Voices of dissent have started to emerge from within the ruling BJP over the Centre's proposed amendments to the Citizenship Act, 1955 even as cabinet minister Himanta Biswa Sarma today invited intellectual Hiren Gohain, who is opposed to the move, to an open TV debate on the contentious issue. A senior member of the BJP's Assam unit, Mira Borthakur, today spoke against the Centre's move and said there should be no politics over religion.
She said she would continue to protest against the move and urged chief minister Sarbananda Sonowal to raise his voice to protect jati, mati, bheti (ethnicity, land and resources), a slogan coined by the BJP during its campaign for the state Assembly polls this year.
Her protest follows Sarma's open backing of the Centre's proposal to grant citizenship to Bangladeshi Hindus on the ground that they will only help save the Hindus from becoming a minority in Assam. Party insiders said there are others who are also not comfortable with the Centre's move because influx from Bangladeshi is a sensitive issue in the state. The BJP is the ruling party both in Delhi and Dispur.

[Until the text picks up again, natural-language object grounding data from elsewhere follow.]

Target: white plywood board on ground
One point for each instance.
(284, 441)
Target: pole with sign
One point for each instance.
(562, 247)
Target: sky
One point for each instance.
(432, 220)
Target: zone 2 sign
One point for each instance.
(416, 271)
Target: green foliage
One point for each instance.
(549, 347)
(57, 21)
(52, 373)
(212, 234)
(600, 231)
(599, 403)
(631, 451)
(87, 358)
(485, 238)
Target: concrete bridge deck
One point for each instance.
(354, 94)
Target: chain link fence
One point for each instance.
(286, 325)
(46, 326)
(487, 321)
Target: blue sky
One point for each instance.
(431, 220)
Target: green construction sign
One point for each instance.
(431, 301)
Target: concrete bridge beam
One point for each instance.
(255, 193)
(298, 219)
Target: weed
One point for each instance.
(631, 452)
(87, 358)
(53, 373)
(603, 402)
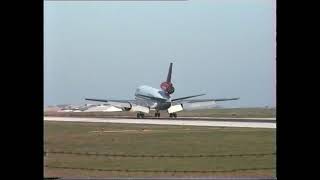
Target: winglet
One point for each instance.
(169, 73)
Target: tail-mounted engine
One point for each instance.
(167, 85)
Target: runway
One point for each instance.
(215, 123)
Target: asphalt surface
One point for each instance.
(227, 122)
(178, 178)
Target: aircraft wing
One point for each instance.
(199, 103)
(117, 103)
(123, 104)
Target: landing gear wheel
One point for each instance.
(174, 115)
(140, 115)
(157, 114)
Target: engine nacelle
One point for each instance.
(175, 108)
(167, 87)
(135, 108)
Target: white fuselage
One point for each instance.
(155, 98)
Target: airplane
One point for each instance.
(148, 98)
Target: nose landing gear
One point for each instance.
(157, 114)
(173, 115)
(140, 115)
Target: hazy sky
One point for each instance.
(105, 49)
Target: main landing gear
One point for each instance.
(140, 115)
(173, 115)
(157, 114)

Sarma did not comment on Borthakur's statement but said the BJP leadership would respond on his behalf. "My position is the stated position of my party (the BJP) in the election manifesto. I have nothing to add to it," he told The Telegraph this evening.
Initially, the state BJP distanced itself from both Sarma and Borthakur's statements. Assam BJP spokesperson Rupam Goswami said the statements were made by the two leaders in their personal capacity. However, later in this evening, he said whatever Sarma said was the party's stand and not his personal opinion.
Protests against the Citizenship (Amendment) Bill, 2016, have grown with the last-minute postponement of the joint parliamentary committee's two-day visit to Assam from today.
The bill envisages according citizenship to minorities from Bangladesh, Afghanistan and Pakistan, who fled to escape religious persecution and entered India without any valid documents, after six years of residence in India. The committee was formed to seek the views of stakeholders on the proposed amendments and present a report to Parliament. Though Sarma did not comment on Borthakur's statements, he criticised Gohain who has maintained that giving Indian citizenship to all Hindu migrants from Bangladesh would threaten the very existence of the Assamese people.
"I can understand AASU and AJYCP burning my effigies or Prafulla Kumar Mahanta's criticism since they were associated with the Assam Agitation but what I can't understand is why Hiren Gohain Sir, who was against Assam Agitation, is opposing the Centre's move. I am ready for a debate on the issue on any TV channel. Allot us five uninterrupted minutes each to make our respective case. I have also got cuttings of Gohain Sir's articles written during the Assam Movement," Sarma said.
Sarma is of the view that Muslim migrants, and not Hindus, from Bangladesh threaten to reduce the Assamese to a minority in their own state. To buttress his point, he pointed out that in 11 districts of the state Assamese people have already become a minority and if the trend continues, they will become minority in six more districts.
He also asked those opposed to the citizenship amendment bill to find out which community has threatened to reduce the Assamese to a minority. The citizens' group led by Gohain had yesterday said various organisations were ready to submit their views before the joint parliamentary committee despite the short notice. "The postponement was mysterious and leaves scope for doubt about the government's intention. The decision to oppose is a collective and conscious decision, not my decision," Gohain had said.